Tauglich sind die allemale, denn die Shadereinheiten sind frei programmierbar, von denen die Ati´s ja mehr als genug haben. Sie wären Shaderlastig sogar vor jeder Nvidianer...

Nur AMD wollte aus irgend einen Grund nicht mit auf den Zug aufspringen...

Die wollten irgendwie HavokFX voranbringen.


----------



## Sunjy (17. August 2009)

bringt ihnen auch nixmehr wenn alle ne nvidia haben weil die pyhsx effekte immer besser werden.



Wenn da nich bald was kommt hab ich bald auch ne nvidia obwohl ich niemehr eine haben wollte.


Gruß Sunjy


----------



## Fate T.H (17. August 2009)

Sunjy schrieb:


> bringt ihnen auch nixmehr wenn alle ne nvidia haben weil die pyhsx effekte immer besser werden....



Das wird wohl kaum passieren denn es hat nicht jeder das verlangen nach diesem bischen Effecktphysik.
Das ist nur ein Grund von meheren ergo kann AMD sich zeit lassen und auf kommende sachen warten wie DX11 oder OpenCL wo es einen gemeinsamen Standard gibt.


----------



## Flenor Eldar (17. August 2009)

also physx bei ATI DX10 karten? wo gibt es so was?? Bei ATI heisst das teil für die pHysik berechnung ander, kann dir aber grad ned sagen wie...


----------



## Fate T.H (17. August 2009)

Es war mal ein angebot seitens Nvidia das ATI PhysX nutzen kann laut Gerüchten zufolge hätte ATI
teile des Treibers sowie der Architekture offen legen müssen. Es versuchten auch irgendwelche Hobbyprogrammierer
PhysX auf ATI Karten zum laufen zu kriegen.

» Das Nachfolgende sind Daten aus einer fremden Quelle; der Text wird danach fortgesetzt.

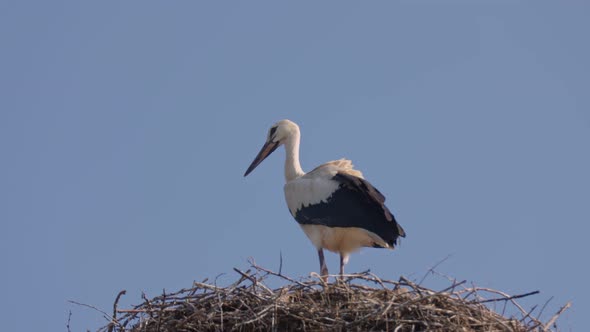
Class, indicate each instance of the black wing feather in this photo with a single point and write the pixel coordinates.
(356, 203)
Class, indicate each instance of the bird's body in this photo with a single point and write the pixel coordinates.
(335, 206)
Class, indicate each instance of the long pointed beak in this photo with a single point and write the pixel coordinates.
(266, 150)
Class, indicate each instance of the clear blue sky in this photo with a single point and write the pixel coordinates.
(126, 127)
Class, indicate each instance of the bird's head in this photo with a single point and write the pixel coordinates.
(278, 134)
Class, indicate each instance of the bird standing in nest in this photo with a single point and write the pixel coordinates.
(335, 206)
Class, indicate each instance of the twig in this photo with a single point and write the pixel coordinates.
(554, 318)
(69, 319)
(509, 297)
(114, 322)
(106, 316)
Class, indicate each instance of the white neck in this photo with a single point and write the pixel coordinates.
(292, 167)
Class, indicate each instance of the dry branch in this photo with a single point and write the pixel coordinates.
(360, 302)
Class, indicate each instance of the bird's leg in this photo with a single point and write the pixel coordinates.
(343, 261)
(323, 267)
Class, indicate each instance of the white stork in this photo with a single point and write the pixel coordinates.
(335, 206)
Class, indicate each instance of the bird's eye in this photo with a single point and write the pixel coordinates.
(272, 132)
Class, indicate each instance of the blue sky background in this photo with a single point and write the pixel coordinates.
(126, 127)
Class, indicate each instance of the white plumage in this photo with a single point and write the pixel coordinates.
(335, 206)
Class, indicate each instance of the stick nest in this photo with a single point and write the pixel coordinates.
(359, 302)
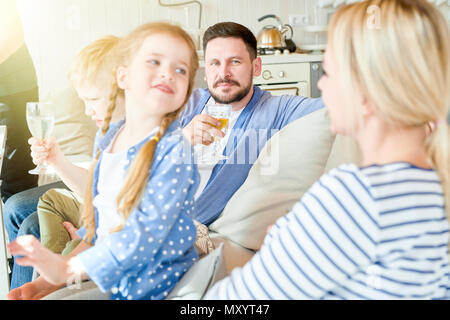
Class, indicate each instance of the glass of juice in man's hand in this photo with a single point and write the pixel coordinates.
(220, 112)
(40, 120)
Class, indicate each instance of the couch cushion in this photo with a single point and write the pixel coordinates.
(200, 277)
(288, 165)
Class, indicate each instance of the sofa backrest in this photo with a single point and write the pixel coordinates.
(289, 164)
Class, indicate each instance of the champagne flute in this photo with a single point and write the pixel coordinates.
(222, 113)
(40, 120)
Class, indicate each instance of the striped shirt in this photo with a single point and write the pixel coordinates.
(378, 232)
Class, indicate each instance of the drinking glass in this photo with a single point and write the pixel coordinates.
(220, 112)
(40, 120)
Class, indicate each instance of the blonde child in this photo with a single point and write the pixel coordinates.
(138, 204)
(379, 231)
(91, 75)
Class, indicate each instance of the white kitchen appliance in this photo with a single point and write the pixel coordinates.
(292, 74)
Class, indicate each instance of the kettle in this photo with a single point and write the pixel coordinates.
(273, 37)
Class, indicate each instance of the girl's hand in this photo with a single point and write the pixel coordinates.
(51, 266)
(47, 150)
(202, 130)
(71, 230)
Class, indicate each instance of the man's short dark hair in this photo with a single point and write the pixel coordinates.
(231, 30)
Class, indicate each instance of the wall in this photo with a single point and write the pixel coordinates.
(55, 30)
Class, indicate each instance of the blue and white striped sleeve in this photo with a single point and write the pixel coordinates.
(169, 193)
(327, 236)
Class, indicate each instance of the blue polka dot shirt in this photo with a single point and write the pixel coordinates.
(155, 248)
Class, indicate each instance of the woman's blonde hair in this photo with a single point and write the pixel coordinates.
(397, 54)
(139, 170)
(94, 59)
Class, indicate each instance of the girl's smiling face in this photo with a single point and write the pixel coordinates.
(158, 75)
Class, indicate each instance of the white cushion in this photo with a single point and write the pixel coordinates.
(200, 277)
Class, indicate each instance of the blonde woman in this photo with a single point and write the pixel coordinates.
(379, 231)
(138, 204)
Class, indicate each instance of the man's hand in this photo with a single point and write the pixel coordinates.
(51, 266)
(202, 130)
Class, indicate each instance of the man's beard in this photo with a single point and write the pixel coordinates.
(227, 98)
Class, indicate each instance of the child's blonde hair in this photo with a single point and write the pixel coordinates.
(397, 54)
(138, 172)
(94, 59)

ATI hat momentan kein gegenstück zu PhysX das was du meinst nennt sich bei Nvidia CUDA und bei ATI Stream
was aber beides nur Programmierschnittstellen bzw. Sprachen sind um auf die Grafikkarte zugreifen zu können.


----------



## Tom3004 (17. August 2009)

Nvidia = PhysX 
Ati = Kein PhysX 
Warum soll es auch auf ATI Karten, Entwicklungen von Nvidia geben ?


----------



## Fate T.H (17. August 2009)

Tom3004 wenn du mein Post gelesen hast wüßtes du das es dazu fast gekommen währe.


----------



## insekt (19. August 2009)

Tom3004 schrieb:


> Nvidia = PhysX
> Ati = Kein PhysX
> Warum soll es auch auf ATI Karten, Entwicklungen von Nvidia geben ?


 
Im übrigen ist PhysX keine NVIDIA Entwicklung sondern ein Produkt der Firma AGEIA was man schlicht aufgekauft hat.


----------



## Two-Face (20. August 2009)

Eben. Ich hab 'ne PhysX -Karte drin. Weiß bloß nicht, ob aktuelle Spiele mit Physik-Beschleunigung auch auf sowas ausgelegt sind oder ob man da zwingend ne Nvidia-Karte braucht. Aber is ja wurscht, meiner Meinung nach hat Physik-Berechnung auf Grafikkarten eh' nix verloren. Wozu Novodex wenn's schon Havok gibt?


----------



## ole88 (20. August 2009)

öhm was bringt mir physx? wenn ich CF habe ist dann physx möglich?


----------



## Two-Face (20. August 2009)

ole88 schrieb:


> öhm was bringt mir physx? wenn ich CF habe ist dann physx möglich?


 
Na sicher! Bei mir zumindest gehts


----------



## Fate T.H (20. August 2009)

ole88 schrieb:


> öhm was bringt mir physx? wenn ich CF habe ist dann physx möglich?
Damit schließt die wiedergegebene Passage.